Sartre’la da yine gençlik yıllarında tanışmıştı; araların­daki ilişki onun ölümüne (1980) kadar sürecekti. Beauvoir, hem romanları hem felsefi eserle­riyle çok üretken bir yazardı. 1947’de yayımlanan Belirsizlik Ahlakı Üzerine, bugün varoluşçu düşüncenin önde gelen eserle­rinden biri olarak kabul ediliyor. Feminist hareket ve düşünce­nin mihenk taşlarından İkinci Cinsiyet eseri ise 1949’da çıktı. Çok ses getiren eser, Freud, En­gels ve Alfred Adler’ın kadınlar üzerine yazmış oldukları tezleri eleştiriyor ve toplum içerisinde cinsiyetin inşaı üzerine önemli savlar geliştiriyordu. Simone de Beauvoir Konuk Kız, Başkalarının Kanı ve Herkes Ölümlüdür gibi kurgu eserler yazdı; Mandarin­ler adlı romanı ile 1954’de Fran­sa’nın prestijli edebiyat ödülü Goncourt’u kazandı.

Tarihte_Bu_Ay_1
Beauvoir ve Sartre, devrimin erken dönemlerinde Küba’yı ziyaret edip Che Guevara ile röportaj yapmışlardı

1-Sartre’ın gölgesi değildi, özel-özgün bir filozoftu

Simone de Beauvoir’ın varo­luşçu felsefeye katkısı 90’lara kadar Sartre eksenli okunageldi. Genel kanı uzun süre, Sartre’ın varoluşçuluğuna Beauvo­ir’ın sadece feminist düşünce açısından katkı yapmış olduğu yönündeydi.
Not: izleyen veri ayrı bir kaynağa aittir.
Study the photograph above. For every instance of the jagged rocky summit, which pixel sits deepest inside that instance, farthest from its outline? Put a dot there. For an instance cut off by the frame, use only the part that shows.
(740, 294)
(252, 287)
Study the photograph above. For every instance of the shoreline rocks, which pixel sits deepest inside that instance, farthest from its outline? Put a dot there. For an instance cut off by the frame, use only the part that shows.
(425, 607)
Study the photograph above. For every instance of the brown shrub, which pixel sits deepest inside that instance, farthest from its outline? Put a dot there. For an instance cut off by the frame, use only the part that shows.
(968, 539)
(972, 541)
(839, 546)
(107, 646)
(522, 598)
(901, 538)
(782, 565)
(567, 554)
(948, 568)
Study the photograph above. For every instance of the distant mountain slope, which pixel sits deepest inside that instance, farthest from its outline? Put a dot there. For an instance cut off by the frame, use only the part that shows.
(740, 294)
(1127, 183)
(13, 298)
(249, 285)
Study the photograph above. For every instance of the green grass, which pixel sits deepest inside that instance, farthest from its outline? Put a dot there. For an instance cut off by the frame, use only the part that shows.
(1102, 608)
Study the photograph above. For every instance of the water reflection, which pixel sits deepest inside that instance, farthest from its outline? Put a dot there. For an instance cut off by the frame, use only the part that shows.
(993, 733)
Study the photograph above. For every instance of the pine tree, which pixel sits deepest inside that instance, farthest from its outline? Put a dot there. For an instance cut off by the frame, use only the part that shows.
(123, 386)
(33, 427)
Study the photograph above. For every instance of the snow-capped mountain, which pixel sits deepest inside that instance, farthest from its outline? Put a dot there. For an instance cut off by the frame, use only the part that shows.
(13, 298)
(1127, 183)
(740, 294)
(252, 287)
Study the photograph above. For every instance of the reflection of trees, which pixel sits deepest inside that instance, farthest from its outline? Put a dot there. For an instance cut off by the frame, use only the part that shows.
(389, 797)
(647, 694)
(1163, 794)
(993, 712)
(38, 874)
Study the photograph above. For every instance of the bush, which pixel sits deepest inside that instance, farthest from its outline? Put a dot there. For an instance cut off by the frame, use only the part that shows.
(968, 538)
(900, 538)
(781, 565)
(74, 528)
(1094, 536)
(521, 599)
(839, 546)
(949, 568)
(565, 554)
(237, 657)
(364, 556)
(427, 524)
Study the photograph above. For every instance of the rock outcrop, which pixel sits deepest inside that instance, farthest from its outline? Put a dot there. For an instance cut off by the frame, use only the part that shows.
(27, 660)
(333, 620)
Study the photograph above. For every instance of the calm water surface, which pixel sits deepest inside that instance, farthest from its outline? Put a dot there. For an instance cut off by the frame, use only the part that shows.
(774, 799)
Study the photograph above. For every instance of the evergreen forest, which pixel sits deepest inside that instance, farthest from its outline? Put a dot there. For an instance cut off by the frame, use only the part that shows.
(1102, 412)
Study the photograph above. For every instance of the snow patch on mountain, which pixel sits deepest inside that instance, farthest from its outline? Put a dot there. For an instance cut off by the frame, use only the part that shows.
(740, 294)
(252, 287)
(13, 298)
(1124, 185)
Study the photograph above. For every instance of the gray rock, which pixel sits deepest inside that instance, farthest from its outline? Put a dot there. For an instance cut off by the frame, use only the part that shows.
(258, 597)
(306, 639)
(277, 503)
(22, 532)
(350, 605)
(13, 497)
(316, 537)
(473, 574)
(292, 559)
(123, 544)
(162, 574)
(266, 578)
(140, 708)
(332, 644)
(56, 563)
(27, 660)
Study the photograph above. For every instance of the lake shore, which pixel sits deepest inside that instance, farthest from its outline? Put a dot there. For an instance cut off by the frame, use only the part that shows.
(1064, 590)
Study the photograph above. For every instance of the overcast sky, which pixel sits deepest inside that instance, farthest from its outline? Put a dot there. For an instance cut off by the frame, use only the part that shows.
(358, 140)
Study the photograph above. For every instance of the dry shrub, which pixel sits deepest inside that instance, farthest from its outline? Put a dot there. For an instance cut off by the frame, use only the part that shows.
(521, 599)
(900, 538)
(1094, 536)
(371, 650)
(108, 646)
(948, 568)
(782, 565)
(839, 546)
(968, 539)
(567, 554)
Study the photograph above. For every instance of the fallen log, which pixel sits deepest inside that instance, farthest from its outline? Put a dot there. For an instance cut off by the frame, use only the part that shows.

İki düşünür, yakın ilişkileri nedeniyle birbirlerinin yazıla­rını yayımlanmadan önce okur ve bunlara katkıda bulunur­lardı. Beauvoir, kendine özgü varoluşçu bir fenomenoloji oluşturmuştu. Sartre dışında Heidegger, Kojeve, Husserl ve hatta Hegel’den esinlenerek -Sartre’ın mutlak özgürlük konseptine karşı çıkarak ve ondan farklı- bir özgürlük kon­septi oluşturmuştu. Belirsizlik Ahlakı Üzerine’de yine Sartre’ın Varlık ve Hiçlik eserindeki bilinç (zihin değil) gövde düalizmine karşıt ve onun yerine temel bir belirsizlik sunuyordu. Onun mücadelesi, toplumdaki ve hatta akademideki erkek egemen ba­kışaçısına karşıydı; bu nedenle felsefe alanında hakettiği yeri bulamadı. Ancak günümüzde Beauvoir hakkındaki bu yanlış kanı değişti; eserleri, barındır­dıkları özgün düşünce/konsept­lerle varoluşçu felsefe kanonuna (veya temel eserler arasına) girdi.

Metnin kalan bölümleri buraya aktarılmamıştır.